Yup, not bothering with NIO at this point.
Also, even though I haven’t coded much networking stuff before, I have a pretty good understanding of how it works, at least.
I got the chat client working via multi-threading. The server has a thread to listen for new connections, a thread for each connected client, and a thread to kill client connections that haven’t sent anything in a certain time interval (currently a minute). I’ve got a lot of methods in here that appropriately synchronized, and have had no concurrency issues so far (with my limited testing). It’s quite wasteful in the number of threads I have, but in 99% of my personal cases this will be no big deal.
The client has one thread that listens for data, and one thread that constantly sends out heartbeat data (basically an empty object gets sent to the server every interval, currently 10 seconds). I’m aware that the latter thread could easily be coded into the game loop, but I decided I just wanted to keep things simple and clean - I shouldn’t need to bother with heartbeats or anything in any games or programs that implement this “framework.”

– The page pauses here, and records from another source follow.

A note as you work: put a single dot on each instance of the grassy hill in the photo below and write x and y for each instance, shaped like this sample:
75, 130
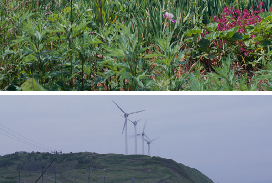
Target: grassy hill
113, 167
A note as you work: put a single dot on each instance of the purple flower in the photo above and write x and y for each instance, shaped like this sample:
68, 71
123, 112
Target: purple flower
169, 16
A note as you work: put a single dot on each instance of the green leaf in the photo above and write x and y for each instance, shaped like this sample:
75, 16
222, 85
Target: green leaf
212, 26
265, 14
32, 85
237, 35
231, 32
266, 43
204, 43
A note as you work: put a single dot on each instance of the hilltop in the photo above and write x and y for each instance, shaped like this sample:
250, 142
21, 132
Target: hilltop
111, 167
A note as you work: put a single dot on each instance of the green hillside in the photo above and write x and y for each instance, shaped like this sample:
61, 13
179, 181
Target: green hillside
113, 168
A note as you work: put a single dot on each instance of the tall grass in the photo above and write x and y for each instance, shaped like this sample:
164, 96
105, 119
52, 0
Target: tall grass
103, 44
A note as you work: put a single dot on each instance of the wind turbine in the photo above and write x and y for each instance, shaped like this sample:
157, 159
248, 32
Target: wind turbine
125, 125
148, 143
143, 134
135, 124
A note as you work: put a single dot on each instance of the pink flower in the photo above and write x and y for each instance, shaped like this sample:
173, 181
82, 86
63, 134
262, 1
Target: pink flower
169, 16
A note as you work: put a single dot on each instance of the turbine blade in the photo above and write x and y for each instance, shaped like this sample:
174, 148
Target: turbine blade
144, 126
136, 112
124, 126
119, 107
138, 120
147, 137
154, 139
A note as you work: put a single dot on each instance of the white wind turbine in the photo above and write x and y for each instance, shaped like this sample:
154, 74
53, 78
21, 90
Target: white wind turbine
148, 141
143, 134
135, 124
125, 125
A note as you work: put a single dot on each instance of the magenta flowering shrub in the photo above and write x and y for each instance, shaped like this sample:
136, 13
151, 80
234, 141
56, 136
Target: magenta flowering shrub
169, 16
236, 18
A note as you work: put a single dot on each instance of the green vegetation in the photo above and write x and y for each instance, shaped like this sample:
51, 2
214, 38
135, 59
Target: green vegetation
114, 167
106, 45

I’ve also implemented separate hooks for the following situations:
- A client disconnects manually
- A client times out and so is disconnected
- The server shuts down on purpose
- The server shuts down unexpectedly
- A new client has connected
- The server checks that everything is legal before it sends it back to clients
As far as I’ve been able to tell given my limited testing, all the functionality works when the framework is implemented into the chat client.

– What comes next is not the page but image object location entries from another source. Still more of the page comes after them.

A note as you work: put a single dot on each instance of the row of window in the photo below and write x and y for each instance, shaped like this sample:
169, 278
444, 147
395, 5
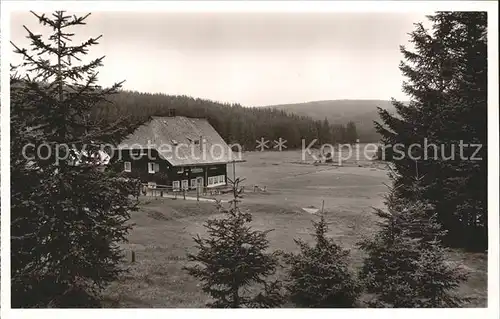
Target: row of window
216, 180
152, 167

I then started do a very very simple networked game - basically each player controls one Entity (which is just a drawn oval), their keyboard input is sent to the server, and the server then sends back any entities that have been updated. I almost had this done then realized that I was implementing it stupidly (I was allowing the client to do a lot of stuff which would allow hackers to run rampant) so I scrapped it and started again.
Once I’ve got that solid, I’ll slowly add a few features to it and make it some sort of very simple game. Then I’ll post that up here and we can try to break it.
From there, I’ll start implementing it into actual projects. Overall I’m not worried, because although I haven’t spent much time doing networking myself I’m frequently exposed to clean, working, code.
The one complication with my game implementation (input is sent to the server, the server sends back new positions) is that in very laggy circumstances this will get very annoying. I’ve played games that do it this way and it is very very far from acceptable. I’ve been cooking up hybrid approaches, like allowing movement to be pretty much free reign to a certain point (client controls movement and sends updates to server unless the delta is too large) but all important actions like attacking and such must be verified by the server first. But then, of course, depending on the type of game it is, there can end up being large deltas between what the client sees and what the server sees.
So, in summary, I’m only worried about figuring out how to deal with latency at this point - the actual implementation is simple enough for now that I’m fine.